The Noda government is acting with the tacit encouragement of the Obama administration, which has stepped up its diplomatic and military pressure on China throughout Asia. During his tour of the region this week, US Defence Secretary Leon Panetta hypocritically appealed for calm by both Japan and China. Washington claims not to be taking sides in the island dispute, but says that it would be compelled to back Japan in any military conflict over the islets.

 

The anti-Japanese protests in China, which were given the green light by the Chinese Communist Party (CCP), are no less reactionary. They are dominated by affluent sections of the middle classes, who see their future as bound up with the expansion of China as a capitalist power and are deeply hostile to the working class in both China and Japan. This is reflected in their slogan “boycott Japanese goods” which in effect, serves to boost Chinese enterprises at the expense of Japanese companies.

 

The protests in China have an overtly racist character, with many banners and slogans condemning “Japanese dogs” and “little Japan,” not to mention random attacks on Japanese nationals in China. Most provocative were calls for the Chinese government to “declare war on Japan” and banners with a nuclear mushroom cloud over Japan. These militaristic sentiments have been directly encouraged by Chinese media commentators and army officers, who boasted on TV that if war broke out China could play its “trump card”—a nuclear strike on Japan. This barbaric proposal is nothing less than a recipe for global nuclear conflict, as such an attack on Japan would immediately involve the US.

 

The resort to Chinese nationalism has a history. As the Chinese Communist Party (CCP) regime initiated its program of capitalist restoration in the 1980s and increasingly jettisoned its socialist phrase-mongering, it turned to Chinese patriotism as a means of creating a social base in the emerging middle classes. All these processes accelerated following the crushing of the Tiananmen Square protests in 1989 and the collapse of the Soviet Union in 1991.

 

Like the slogans on the anti-Japanese protests, the CCP’s propaganda is based on an essentially racist outlook. The state media deliberately fosters hatred toward all Japanese by continually asserting that Japanese society as whole was responsible for the terrible war crimes committed during World War II and earlier colonial wars in Asia.

 

In fact, Japanese workers and rural poor suffered no less under Japan’s militaristic regime than the Chinese masses. The organised labour movement and political opposition were ruthlessly suppressed and millions of young men dragooned into the army to serve as cannon folder for the ambitions of Japanese imperialism. Such is the depth of hostility to Japanese militarism among working people that even today the government confronts profound difficulties in removing the so-called “pacifist” clause from the country’s constitution.

 

Like their counterparts in Tokyo, the Chinese leaders are promoting chauvinism to try to deflect deepening social discontent with their own regime.

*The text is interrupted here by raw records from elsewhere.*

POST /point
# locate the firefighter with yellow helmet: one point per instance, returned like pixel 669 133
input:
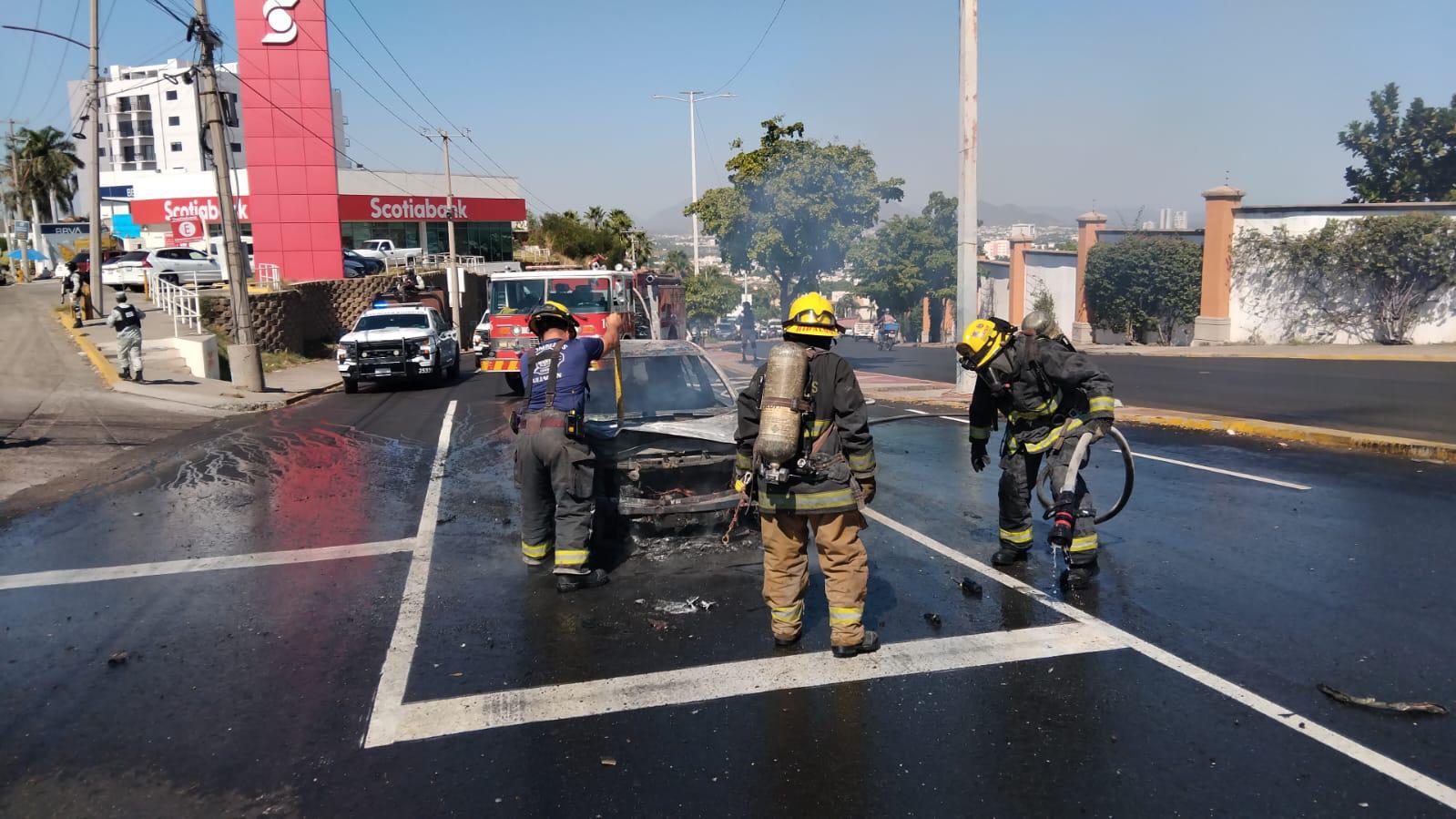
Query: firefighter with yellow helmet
pixel 804 445
pixel 1049 394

The economy, which depends heavily on exports to, and investment from, Japan as well as the US and Europe, is being battered by recessionary trends in all the major capitalist centers. Already sluggish exports, which account for a quarter of China’s gross domestic product and 200 million jobs, would be hit even harder if Japanese corporations pulled out of the country.

 

In the face of large-scale social unrest, the CCP bureaucracy would not hesitate to unite with international capital, including the Japanese corporate elite, to crush its “own” working class—as it did during the 1989 protests. The allies of Chinese workers are their class brothers and sisters in Japan and internationally, not the CCP regime that defends its own privileges and those of the Chinese capitalist class.

 

Japanese and Chinese workers face common oppressors, in some cases the very same global corporations. They must reject the nationalism and militarism promoted by their ruling classes and turn to a socialist and internationalist perspective. Only a socialist movement, based on unifying the working class to abolish the profit system, can eliminate the dangers of war in Asia and the world. This means building sections of the International Committee of Fourth International, the world Trotskyist movement, in both China and Japan.